Yes, I realize that’s how conversation works, but in the instances I am describing we are not sitting down with a cup of tea or chatting while we prep dinner together. It’s when I am zipping my coat and managing getting my kids in the car for something time sensitive like a swim lesson or soccer practice. She has no awareness beyond her own schedule and doesn’t get hints when other people are trying to wrap up the exchange.
Anonymous
I previously mentioned that I don't inquire about personal details or gossip, and I didn't seek any information. I became aware of their grocery trip because they greeted me at the store. I'm consulting DCUM because I'm frustrated and uncertain how to handle this person when I can't entirely cut off contact.

Moving forward, I'll probably value easy-going individuals much more. I believe the issue lies with me for being consistently gracious and polite without ever addressing this person's behavior.
Anonymous
I agree with others that if you find a friend behaving evasively around you, and it turns out the stuff they are hiding is really normal (like going to the grocery store) odds are good that you have a conversational style or personality they find overly invasive and are trying to avoid something.

Could be that they know you are the sort to say "oh I'll just come to the grocery store with you and then we can chat" and they don't want that so they are very vague.

Could be they know you will ask them a million questions about it (which grocery store, how do get there, do you shop weekly or more often, are you making something specific, have you tried this recipe website, etc. etc.) and don't want to answer them so they are vague.

Could be they think you are gossipy and overly nosy and likely to share anything they say with others, and don't really want you running off to tell other people "Ugh I asked Carla out for coffee and she said she couldn't because she had to go to the grocery store. How lame is that?
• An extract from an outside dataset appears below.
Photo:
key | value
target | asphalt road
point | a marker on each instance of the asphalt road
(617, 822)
She's so anti-social, she never wants to do anything."
Anonymous
I think you are too nosey op.
Anonymous
How is "I have a prior commitment" any different "Im busy"? That is literally the same thing? Why are you making drama out of nothing?
Anonymous
If friends or family members are prone to gossip and smack talk behind my back, I cut the flow of personal information. They can’t be trusted with it.

For example, if I tell someone I have a doctor appointment and they tell other people and speculate and talk to other people about my health, etc. I just stop feeding them personal info.
Anonymous
Anonymous wrote:How is "I have a prior commitment" any different "Im busy"? That is literally the same thing? Why are you making drama out of nothing?
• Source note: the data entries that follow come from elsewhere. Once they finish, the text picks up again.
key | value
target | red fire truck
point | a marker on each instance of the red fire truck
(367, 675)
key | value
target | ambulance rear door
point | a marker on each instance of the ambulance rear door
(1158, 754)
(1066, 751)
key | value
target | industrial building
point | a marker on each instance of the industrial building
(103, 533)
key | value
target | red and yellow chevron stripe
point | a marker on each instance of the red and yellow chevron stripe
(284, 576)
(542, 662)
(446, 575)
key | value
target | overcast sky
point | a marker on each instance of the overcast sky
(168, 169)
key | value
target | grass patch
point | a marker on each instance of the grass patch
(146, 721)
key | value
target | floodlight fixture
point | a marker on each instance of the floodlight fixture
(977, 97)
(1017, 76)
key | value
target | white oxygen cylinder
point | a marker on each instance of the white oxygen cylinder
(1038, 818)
I can't speak for OP but prior commitment sounds a bit extra when referring to grocery shopping which isn't a fixed appointment. If I used that as my reason to decline and then ran into the person at the grocery store I would be embarrassed. I wouldn't be embarrassed if I said I was busy or had stuff to do.
Anonymous
Anonymous wrote:
Anonymous wrote:How is "I have a prior commitment" any different "Im busy"? That is literally the same thing? Why are you making drama out of nothing?


I can't speak for OP but prior commitment sounds a bit extra when referring to grocery shopping which isn't a fixed appointment. If I used that as my reason to decline and then ran into the person at the grocery store I would be embarrassed. I wouldn't be embarrassed if I said I was busy or had stuff to do.


Yes, it's the friend who is being "extra" in this situation, and not OP
Anonymous
Your problem is the words they're using, do I have that correct?

Instead of the formal "I have a prior commitment", which is a bit much when referring to grocery shopping, you want them to tell you "I'm grocery shopping" or "I'm running errands" and furthermore, you want them to add that they do want to see you, or talk to you, later?

They sound overly formal and you sound overly needy. Not a good match, is it?